Duas panelas, uma de ferro, orgulhosa, outra de barro, humilde, moravam na mesma cozinha; e como estivessem vazias, a bocejarem de vadiação, disse a graúda:

- Bela tarde para um giro pela horta! A cozinheira não está e até que venha, teremos tempo de dizer adeus à alface e fazer uma visita aos repolhos. Queres ir?

- Com todo o prazer! - respondeu a panela de barro lisonjeadíssima de honrosa companhia.

- Dá-me o braço então, e vamo-nos depressa antes que “ela” venha.

Assim fizeram, e lá se foram as duas desajeitadonas gingando os corpos ventrudos, cheias de amabilidade para com as hortaliças.

- Bom dia, dona Couve! Comendador Repolho, como passas! Coentrinho, adeus!

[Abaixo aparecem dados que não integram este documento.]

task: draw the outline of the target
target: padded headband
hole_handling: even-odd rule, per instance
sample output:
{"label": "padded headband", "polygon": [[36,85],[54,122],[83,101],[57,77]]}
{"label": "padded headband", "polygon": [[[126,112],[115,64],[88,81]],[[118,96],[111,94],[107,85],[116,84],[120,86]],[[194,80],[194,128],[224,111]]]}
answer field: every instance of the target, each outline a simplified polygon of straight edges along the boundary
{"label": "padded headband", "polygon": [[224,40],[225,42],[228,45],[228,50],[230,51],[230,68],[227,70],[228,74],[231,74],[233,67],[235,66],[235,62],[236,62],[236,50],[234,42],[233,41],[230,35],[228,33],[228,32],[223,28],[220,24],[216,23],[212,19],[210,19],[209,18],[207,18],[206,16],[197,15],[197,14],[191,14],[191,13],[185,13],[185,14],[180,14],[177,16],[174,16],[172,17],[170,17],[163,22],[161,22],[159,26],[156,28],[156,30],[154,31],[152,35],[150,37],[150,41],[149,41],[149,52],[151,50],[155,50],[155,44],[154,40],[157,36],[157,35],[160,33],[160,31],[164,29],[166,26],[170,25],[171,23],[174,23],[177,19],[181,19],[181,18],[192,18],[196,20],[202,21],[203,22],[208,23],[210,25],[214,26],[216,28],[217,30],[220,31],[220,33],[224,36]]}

No melhor da festa, porém, a panela de ferro falseou o pé e esbarrou na amiga.

- Ai que me trincas! exclamou esta.

- Não foi nada, não foi nada…

Uns passos a mais e novo choque.

- Ai que desbeiças, amiga!

- Em casa arruma-se, não é nada…

Minutos depois terceiro esbarrão, esse formidável.

- Ai! Ai! Ai! Ai! Fizeste-me em pedaços, ingrata!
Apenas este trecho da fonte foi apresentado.